July 5, 2020 – Big, Bad-A$$ Stars!

In the early 20th century two astronomers separately developed diagrams to identify classes of stars based on parameters such as luminosity and surface temperature.  They got together and a unified diagram, called the Hertzsprung-Russell (H-R) diagram came into being.  It makes a pretty wall poster too.  The stars I’m about to describe are called Supergiant stars.  They have their own niche on the H-R diagram.

Supergiant stars come in flavors (colors): Blue, White, Yellow, and Red… as do main sequence stars.  But that’s where the similarity ends.  Supergiant stars are stars living on the edge, on the edge of existence.

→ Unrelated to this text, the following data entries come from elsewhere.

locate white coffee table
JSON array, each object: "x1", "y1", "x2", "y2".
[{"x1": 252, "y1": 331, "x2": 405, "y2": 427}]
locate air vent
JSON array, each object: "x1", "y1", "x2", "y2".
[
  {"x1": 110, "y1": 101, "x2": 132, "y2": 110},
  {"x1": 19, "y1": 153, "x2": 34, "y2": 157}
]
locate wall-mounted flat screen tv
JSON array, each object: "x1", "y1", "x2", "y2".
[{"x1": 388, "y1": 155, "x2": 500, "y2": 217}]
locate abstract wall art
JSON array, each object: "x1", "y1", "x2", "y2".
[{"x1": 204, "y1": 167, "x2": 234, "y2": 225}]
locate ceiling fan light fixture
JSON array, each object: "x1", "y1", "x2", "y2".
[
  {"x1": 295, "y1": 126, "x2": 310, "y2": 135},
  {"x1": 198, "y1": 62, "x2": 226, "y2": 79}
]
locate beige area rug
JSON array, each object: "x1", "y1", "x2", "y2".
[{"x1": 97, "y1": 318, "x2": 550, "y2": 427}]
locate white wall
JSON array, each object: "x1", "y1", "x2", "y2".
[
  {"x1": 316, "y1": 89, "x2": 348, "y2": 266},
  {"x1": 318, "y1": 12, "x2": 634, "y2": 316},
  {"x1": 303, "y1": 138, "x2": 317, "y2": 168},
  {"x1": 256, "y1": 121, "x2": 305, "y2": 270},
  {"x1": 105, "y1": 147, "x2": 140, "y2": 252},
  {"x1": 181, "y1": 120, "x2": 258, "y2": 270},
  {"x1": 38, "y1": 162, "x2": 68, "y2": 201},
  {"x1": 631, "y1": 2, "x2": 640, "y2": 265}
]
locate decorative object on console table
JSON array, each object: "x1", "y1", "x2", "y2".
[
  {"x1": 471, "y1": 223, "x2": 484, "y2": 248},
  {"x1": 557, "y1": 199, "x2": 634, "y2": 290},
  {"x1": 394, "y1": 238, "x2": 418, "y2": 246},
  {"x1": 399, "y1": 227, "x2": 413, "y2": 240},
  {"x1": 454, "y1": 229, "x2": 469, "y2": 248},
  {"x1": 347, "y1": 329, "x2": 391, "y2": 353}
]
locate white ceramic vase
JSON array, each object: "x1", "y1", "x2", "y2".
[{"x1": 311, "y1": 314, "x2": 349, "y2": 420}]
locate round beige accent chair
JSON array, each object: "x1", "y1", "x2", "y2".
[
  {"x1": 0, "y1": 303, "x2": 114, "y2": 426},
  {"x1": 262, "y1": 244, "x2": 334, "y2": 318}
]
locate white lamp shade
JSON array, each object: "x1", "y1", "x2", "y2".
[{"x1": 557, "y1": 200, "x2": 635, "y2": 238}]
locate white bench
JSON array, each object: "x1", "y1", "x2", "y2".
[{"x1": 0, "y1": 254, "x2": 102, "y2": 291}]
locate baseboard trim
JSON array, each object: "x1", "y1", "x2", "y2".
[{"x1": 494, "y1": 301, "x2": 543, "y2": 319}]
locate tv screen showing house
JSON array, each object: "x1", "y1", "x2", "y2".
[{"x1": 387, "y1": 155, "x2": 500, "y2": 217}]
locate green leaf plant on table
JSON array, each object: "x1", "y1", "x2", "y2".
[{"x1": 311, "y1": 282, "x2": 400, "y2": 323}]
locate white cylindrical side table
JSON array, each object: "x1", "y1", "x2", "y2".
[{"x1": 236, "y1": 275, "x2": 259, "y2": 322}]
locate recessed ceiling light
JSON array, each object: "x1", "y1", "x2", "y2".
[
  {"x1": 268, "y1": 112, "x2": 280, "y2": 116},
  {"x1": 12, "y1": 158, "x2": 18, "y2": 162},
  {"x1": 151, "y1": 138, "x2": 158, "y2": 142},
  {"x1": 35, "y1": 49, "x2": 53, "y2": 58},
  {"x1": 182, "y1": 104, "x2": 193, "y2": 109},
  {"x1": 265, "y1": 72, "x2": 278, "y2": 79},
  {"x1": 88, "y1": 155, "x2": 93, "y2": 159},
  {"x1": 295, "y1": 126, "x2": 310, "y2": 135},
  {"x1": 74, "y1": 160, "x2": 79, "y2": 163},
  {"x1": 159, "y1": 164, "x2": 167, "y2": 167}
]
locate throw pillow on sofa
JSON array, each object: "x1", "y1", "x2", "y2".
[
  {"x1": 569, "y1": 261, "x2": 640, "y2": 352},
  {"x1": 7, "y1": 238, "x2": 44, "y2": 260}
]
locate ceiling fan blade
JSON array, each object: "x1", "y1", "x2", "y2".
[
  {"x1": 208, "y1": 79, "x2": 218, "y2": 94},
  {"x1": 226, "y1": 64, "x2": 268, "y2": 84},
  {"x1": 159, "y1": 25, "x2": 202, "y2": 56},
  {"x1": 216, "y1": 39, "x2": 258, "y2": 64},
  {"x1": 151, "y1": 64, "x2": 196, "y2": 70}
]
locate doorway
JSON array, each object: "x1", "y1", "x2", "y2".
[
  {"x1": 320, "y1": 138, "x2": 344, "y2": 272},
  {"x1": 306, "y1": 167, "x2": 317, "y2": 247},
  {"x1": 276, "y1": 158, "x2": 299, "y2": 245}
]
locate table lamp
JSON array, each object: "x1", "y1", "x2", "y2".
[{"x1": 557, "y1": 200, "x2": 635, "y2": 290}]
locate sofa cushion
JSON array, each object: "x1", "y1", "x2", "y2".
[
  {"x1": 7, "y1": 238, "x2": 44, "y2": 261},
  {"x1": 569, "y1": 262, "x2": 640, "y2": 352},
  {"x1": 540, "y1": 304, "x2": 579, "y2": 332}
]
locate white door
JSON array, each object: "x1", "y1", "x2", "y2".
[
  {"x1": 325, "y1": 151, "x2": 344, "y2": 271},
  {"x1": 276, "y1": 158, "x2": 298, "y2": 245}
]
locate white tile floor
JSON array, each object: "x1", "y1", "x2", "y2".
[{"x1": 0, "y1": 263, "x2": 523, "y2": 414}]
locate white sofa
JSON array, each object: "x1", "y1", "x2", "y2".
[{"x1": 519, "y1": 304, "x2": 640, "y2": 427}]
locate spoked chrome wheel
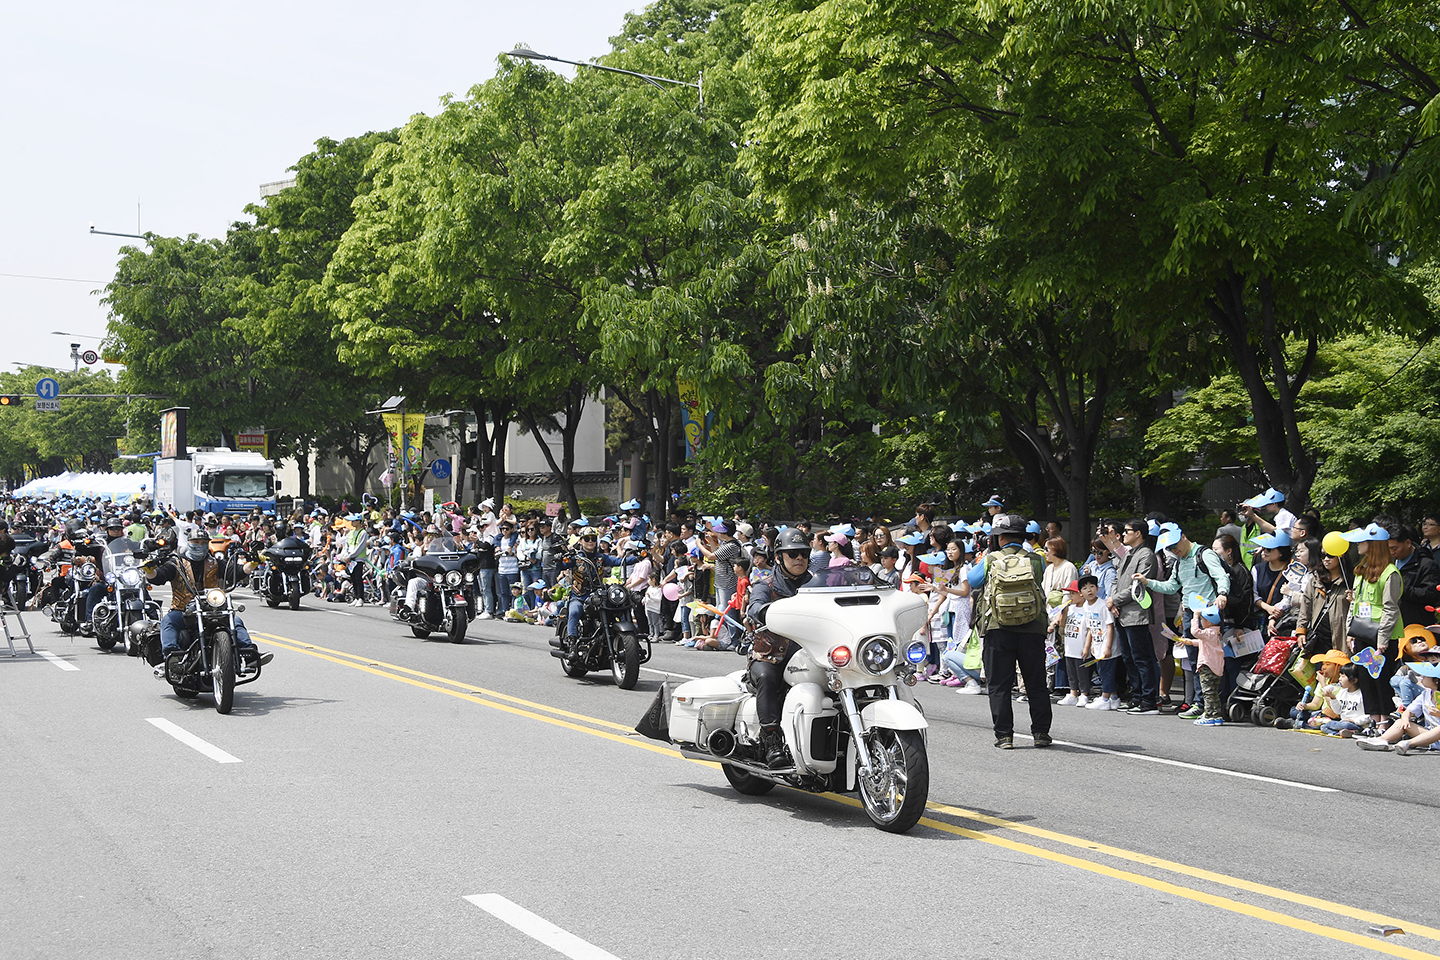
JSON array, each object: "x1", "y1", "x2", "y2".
[{"x1": 858, "y1": 728, "x2": 929, "y2": 833}]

Stars like our Sun live a nice long placid life, until near their end.  But even their red giant phase looks placid by comparison.

Blue/white supergiant stars are born in molecular clouds of hydrogen, just how the Sun was born, but from the get-go they are way different.  Their birth cloud is wracked by the baby blue supergiant’s extreme mass, like an 18-pound baby from a 120-pound mother!  This massive accumulation of hydrogen becomes a star with attitude as it blows away any remaining stuff surrounding it.  Not much can survive within a billion miles of this beast.  They can have 300 times the mass and 100 times the diameter of the Sun. They are highly luminous and fusing hydrogen like there’s no tomorrow.  Living about 30 to 200 million years. many will end in a type II supernova, producing a neutron star or black hole.  Those managing to evolve without blowing up can become a yellow and eventually a red supergiant.

Yellow and red supergiant stars are mostly evolutionary.  Some start out as a blue supergiant, but most start yellow, with 8-12 times the mass of our Sun. They can fuse helium in their core where stars like the Sun cannot.  This makes their evolution into supergiants more rapid than the Sun’s evolution into a red giant.  Helium fusion in the core makes these stars billow into bubbles many hundreds of times the size of the Sun. Their sheer size makes them extreme.  The biggest, at least in our Milky Way galaxy, is UY Scuti at 1700 times the Sun’s diameter.  If it were to replace our Sun, its photosphere would nearly reach Saturn.

Many red supergiant stars are also variable.  They vary in luminosity due to the push-pull gyrations of helium fusion vs gravity. Betelgeuse and UY Scuti are examples.

Another variation occurs in transitional phases, such as Wolf Rayet (WR) stars.  WR stars are a normal evolutionary stage of very massive stars.  They fuse helium and heavier elements in the core and have shed off their hydrogen shell. They are some of the hottest and most luminous (ultraviolet) stars and many form the central star of planetary nebulae.

What’s in the Sky?

July 11; Before sunrise: southeast and east; See Mars and a gibbous Moon high up with Venus and Aldebaran near the eastern horizon.